Pakistan contributes less than 1% of global carbon emissions, but it is listed as one of the countries most vulnerable to the impacts of the climate crisis. Islamabad has urged rich countries to pay climate reparations.  

 

In the meantime, cargo planes from dozens of countries have brought relief supplies and medicines to Pakistan over the past month.  

 

The United Nations has warned that outbreaks of diarrhea, typhoid and malaria are increasing rapidly as millions of flood victims sleep in temporary shelters or in the open near stagnating water.  

 

More than 134,000 cases of diarrhea and 44,000 cases of malaria were reported in the hardest-hit area of Sindh this past week, a U.N. statement said Wednesday.

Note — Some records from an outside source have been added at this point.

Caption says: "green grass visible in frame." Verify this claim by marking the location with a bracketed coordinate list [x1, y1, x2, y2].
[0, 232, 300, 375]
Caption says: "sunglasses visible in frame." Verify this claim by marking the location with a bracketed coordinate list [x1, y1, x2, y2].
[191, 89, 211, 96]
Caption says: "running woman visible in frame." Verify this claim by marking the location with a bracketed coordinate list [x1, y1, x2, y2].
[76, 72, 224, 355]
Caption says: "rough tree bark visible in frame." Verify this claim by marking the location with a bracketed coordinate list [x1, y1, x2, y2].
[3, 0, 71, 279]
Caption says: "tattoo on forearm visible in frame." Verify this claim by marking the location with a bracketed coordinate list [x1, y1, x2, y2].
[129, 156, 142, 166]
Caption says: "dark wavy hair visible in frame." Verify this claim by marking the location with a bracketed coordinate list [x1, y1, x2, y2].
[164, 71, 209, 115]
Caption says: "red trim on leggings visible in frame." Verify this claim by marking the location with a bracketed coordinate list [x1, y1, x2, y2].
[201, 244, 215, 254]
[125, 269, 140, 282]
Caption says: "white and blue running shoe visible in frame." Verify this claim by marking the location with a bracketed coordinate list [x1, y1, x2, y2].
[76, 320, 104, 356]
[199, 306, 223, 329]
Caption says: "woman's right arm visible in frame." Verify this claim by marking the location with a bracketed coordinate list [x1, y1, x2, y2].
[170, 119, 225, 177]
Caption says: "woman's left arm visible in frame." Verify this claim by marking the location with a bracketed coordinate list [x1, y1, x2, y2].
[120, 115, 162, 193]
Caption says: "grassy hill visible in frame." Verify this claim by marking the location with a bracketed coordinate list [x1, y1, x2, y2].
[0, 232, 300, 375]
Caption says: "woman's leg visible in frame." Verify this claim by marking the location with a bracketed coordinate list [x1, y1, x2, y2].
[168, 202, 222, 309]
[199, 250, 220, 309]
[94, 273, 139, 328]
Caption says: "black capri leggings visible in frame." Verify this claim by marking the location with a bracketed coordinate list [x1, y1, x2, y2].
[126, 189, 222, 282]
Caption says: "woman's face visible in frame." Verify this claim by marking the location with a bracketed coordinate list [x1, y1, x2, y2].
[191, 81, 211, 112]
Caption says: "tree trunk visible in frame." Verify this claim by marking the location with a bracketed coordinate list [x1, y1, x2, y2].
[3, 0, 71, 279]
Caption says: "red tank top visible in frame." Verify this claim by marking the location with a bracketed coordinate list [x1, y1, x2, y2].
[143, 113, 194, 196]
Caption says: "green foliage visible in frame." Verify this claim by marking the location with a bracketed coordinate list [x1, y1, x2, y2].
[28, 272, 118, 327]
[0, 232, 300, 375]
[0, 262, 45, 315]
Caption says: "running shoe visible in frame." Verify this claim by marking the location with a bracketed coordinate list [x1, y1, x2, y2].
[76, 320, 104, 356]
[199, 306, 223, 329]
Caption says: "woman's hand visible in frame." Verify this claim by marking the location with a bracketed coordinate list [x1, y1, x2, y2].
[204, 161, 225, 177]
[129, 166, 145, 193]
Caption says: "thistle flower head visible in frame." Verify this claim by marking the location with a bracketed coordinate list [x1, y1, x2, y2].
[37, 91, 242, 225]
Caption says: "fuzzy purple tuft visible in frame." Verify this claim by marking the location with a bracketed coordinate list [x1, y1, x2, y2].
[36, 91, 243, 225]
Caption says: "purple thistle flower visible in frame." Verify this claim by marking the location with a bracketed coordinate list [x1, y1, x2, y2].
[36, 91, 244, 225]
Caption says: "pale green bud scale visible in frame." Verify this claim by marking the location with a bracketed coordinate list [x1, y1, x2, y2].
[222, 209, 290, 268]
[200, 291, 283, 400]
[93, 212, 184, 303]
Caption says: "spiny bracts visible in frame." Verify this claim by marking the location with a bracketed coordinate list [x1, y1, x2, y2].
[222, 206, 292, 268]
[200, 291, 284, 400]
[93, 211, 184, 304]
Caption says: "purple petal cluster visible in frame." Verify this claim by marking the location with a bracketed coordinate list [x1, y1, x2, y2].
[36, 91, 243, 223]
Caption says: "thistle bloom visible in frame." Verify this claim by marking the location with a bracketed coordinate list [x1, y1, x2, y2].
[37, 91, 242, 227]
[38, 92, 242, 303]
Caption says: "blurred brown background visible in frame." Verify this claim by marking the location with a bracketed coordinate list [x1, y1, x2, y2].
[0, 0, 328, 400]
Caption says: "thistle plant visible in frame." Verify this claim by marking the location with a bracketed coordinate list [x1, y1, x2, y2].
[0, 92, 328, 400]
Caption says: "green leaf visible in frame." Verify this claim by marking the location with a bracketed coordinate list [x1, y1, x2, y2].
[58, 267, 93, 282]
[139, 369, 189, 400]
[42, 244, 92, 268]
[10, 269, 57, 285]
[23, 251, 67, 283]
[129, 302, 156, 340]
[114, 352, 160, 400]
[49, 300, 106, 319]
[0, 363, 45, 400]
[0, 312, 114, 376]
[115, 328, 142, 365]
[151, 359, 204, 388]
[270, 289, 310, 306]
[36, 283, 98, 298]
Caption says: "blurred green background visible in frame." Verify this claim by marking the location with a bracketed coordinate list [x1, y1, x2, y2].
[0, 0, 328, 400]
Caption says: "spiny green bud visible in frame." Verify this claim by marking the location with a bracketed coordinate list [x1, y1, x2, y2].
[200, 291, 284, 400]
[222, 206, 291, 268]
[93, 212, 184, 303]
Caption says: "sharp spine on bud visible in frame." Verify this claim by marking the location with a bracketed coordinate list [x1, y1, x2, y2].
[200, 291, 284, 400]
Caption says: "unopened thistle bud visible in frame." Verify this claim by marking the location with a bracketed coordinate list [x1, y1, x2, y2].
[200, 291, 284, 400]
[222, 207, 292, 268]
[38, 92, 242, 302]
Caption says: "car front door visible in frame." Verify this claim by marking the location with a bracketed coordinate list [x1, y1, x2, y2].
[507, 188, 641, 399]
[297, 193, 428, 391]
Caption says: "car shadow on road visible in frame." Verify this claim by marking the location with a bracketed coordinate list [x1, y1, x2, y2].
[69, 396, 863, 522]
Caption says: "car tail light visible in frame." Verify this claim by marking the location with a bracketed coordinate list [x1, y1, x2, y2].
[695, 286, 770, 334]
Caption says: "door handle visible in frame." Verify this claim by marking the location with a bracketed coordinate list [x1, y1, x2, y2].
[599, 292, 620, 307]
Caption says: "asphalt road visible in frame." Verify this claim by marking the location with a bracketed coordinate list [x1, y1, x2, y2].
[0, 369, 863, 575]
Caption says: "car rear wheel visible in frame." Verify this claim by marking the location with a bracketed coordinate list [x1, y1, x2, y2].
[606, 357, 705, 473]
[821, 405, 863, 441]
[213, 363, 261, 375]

“A second disaster is looming in sight – health, nutrition and water, sanitation and hygiene” are of critical concern, it warned.  

 

U.N. officials say large parts of Pakistan’s flood-affected areas are still submerged and thousands of families in the 82 affected districts are still cut off and have yet to receive any form of aid. 

 

Pakistan estimates the flooding has cost it more than $30 billion in damage, as homes, roads and entire communities have been washed away. The flooding has destroyed more than 3.5 million acres of arable land, raising fears it will exacerbate food insecurity issues across the country of about 220 million people.

France will host an international conference later this year on “climate-resilient reconstruction” of Pakistan’s flood-ravaged areas, the foreign ministry in Islamabad said Wednesday after a bilateral meeting between Prime Minister Shehbaz Sharif and French President Emmanuel Macron on the sidelines of the 77th Session of the U.N. General Assembly in New York.